Overall, 4,861 observations were reported online in 2008 from participants in every state except Hawaii.
"Plants provide a wonderful context for learning about the environment,” says Project Budburst director Sandra Henderson of UCAR's Office of Education and Outreach. “They respond to changes in temperature and precipitation, which are things that climate scientists are very interested in. By observing plants, our volunteers are providing information about our climate that would otherwise not be available."
"Project Budburst is a fantastic way for people of all ages to reconnect with the natural world. Getting outside and observing plants is not only fun but can provide valuable data for scientists studying how plants will respond to climate change,” Havens said.
Each participant in Project Budburst selects one or more plants to observe. The project website suggests more than 75 widely distributed trees and flowers, with information on each. Users can add their own choices.
Participants begin checking their plants at least a week prior to the average date of budburst; the point when the buds have opened and leaves are visible. After budburst, participants continue to observe the tree or flower for later events, such as seed dispersal. When participants submit their records online, they can view maps of these 'phenophases' (plant life cycle stages like first flower or first fruit) across the United States.
The science of phenology, or tracking cyclic behavior among plants and animals, has a distinguished history. For centuries, farmers, naturalists, and scientists have kept careful records of the phenology patterns of plants and animals. Farmers have long used their phenology knowledge to predict the best time for planting and harvesting crops and when to start expecting problems with insect pests.

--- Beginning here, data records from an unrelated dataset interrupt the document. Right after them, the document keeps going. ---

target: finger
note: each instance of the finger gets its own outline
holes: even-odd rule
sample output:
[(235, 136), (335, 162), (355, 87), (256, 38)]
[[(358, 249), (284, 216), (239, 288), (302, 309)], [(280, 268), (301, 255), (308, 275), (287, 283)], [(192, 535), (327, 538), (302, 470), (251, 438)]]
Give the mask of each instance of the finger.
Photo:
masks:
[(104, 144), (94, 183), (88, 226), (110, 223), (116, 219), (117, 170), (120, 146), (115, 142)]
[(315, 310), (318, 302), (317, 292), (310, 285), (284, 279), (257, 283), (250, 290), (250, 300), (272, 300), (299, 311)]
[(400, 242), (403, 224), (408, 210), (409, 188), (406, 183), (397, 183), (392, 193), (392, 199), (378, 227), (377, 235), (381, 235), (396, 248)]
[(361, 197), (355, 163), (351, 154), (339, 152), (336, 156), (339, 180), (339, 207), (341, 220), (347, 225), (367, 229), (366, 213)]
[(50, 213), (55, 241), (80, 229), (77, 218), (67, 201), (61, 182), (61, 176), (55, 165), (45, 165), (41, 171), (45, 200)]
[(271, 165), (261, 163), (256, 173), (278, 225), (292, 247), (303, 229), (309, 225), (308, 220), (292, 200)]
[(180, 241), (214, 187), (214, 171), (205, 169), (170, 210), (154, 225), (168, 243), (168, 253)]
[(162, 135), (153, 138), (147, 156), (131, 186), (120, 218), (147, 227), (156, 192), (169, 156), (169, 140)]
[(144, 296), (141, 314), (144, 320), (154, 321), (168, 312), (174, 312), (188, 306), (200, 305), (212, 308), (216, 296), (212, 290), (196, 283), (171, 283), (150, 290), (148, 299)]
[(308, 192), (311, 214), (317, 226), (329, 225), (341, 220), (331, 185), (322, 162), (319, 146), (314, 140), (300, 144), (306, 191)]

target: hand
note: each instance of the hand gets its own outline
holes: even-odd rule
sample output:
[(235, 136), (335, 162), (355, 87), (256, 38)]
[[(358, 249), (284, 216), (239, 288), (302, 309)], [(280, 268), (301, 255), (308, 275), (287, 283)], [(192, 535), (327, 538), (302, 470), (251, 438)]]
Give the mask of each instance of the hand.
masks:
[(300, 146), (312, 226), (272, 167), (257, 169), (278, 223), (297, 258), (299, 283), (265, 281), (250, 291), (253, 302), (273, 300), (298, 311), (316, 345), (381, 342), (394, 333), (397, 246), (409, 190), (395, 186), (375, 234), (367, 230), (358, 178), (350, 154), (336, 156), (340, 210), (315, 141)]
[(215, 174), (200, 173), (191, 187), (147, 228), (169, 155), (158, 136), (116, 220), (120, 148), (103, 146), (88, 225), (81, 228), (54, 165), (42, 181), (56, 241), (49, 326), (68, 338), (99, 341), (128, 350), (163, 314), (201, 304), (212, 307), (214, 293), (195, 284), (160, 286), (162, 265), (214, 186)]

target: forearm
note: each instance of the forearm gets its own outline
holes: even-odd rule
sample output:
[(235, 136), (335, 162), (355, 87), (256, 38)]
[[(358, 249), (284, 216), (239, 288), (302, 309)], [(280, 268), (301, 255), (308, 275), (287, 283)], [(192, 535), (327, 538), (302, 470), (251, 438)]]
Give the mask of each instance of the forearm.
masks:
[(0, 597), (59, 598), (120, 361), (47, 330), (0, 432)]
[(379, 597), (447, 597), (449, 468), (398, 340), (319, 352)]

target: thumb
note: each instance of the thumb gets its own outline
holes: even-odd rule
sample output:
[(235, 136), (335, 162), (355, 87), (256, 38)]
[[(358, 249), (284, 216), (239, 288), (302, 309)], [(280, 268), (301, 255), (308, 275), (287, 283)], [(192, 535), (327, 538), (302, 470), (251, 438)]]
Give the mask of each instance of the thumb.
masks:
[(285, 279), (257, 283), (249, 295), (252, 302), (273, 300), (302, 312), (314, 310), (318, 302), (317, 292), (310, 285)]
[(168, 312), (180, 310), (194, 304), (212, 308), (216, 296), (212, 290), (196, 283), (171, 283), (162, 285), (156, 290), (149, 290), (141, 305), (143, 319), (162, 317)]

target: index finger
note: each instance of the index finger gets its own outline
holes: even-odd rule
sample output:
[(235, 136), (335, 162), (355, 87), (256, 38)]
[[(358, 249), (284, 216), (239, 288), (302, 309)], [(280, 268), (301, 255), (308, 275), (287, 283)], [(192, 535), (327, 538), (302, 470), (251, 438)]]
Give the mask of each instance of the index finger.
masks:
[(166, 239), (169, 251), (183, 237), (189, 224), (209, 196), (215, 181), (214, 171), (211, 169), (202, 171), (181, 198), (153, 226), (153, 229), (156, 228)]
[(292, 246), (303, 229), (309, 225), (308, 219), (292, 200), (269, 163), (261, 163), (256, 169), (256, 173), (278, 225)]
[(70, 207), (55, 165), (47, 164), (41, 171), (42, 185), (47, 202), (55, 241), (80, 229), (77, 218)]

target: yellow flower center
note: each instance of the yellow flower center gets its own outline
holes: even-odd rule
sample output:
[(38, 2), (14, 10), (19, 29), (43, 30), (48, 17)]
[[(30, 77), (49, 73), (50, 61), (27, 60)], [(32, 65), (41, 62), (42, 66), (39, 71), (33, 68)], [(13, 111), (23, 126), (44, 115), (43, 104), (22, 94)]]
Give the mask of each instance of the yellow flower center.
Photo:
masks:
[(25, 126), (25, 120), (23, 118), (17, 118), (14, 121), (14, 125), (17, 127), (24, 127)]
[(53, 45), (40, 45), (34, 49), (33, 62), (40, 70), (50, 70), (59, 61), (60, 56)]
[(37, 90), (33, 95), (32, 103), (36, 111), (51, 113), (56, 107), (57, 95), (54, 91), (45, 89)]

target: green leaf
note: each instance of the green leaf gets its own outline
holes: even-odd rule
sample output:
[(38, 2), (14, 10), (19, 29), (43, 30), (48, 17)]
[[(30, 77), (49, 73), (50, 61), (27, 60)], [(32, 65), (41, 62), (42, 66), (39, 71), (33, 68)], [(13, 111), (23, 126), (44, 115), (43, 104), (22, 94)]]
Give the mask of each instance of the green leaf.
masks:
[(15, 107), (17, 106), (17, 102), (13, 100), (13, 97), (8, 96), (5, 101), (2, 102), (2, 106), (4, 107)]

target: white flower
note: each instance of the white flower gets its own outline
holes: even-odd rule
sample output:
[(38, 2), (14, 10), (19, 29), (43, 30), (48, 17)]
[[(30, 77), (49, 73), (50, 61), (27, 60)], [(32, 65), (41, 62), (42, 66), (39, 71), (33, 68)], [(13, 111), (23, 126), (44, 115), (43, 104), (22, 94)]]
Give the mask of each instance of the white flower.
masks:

These days, numerous plant and animal species throughout the world are being affected by climate change. Some plants respond to warmer temperatures by extending their growing seasons. Others shift their ranges toward the poles or to higher elevations. At the same time, many insects breed and disperse based on regular cycles of sunlight rather than temperature. This can cause a mismatch between the behavior of pollinating insects, such as bees, and flowers that bloom earlier than the insects expect. Such asynchronous behavior has already been noted across many parts of the world.
Scientists will have to analyze observations for many years in order to distinguish the effects of long-term climate trends from year-to-year variations in weather.